Fifth, once you get a base group — probably five is about the minimum — set the ground rules, as to who is paying (usually costs are split equally), what you generally will be doing, how often you will get together, how additional people can get in the group, etc. Also — hard to be subtle here either — you probably don’t want other competitor lawyers in the group and you should make that known.

Sixth, make clear that there are two purposes for the group. One is to have a good time in the hobby or other interest you all have. The other is to network and support each other. There is no reason to be subtle here either.

Seventh, make sure the first event is a success.
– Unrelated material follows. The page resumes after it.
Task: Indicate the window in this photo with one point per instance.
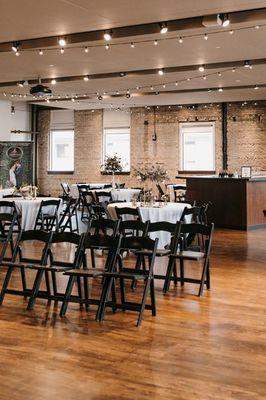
(117, 141)
(62, 150)
(197, 146)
Finally, here is a story from one of my junior associates who has set up his own networking group, which he did on his own in his first year here:

I formed the group after talking to a couple of friends working in the real estate industry about the value of building relationships early on in our careers. We all noticed that the successes of many of those senior to us could usually be traced back to relationships that started well before anyone was in a decision-making position, and we decided to all put the effort in (easier said than done as time goes on) to stick together as we grow in our careers. Since the purpose of the group is to build valuable relationships, we have two goals: (i) to keep the group small (only adding a member when someone thinks they’ve found someone who will actively contribute to the group) and (ii) to make sure that anyone who joins the group is a good “fit” so we’ll all actually hang out.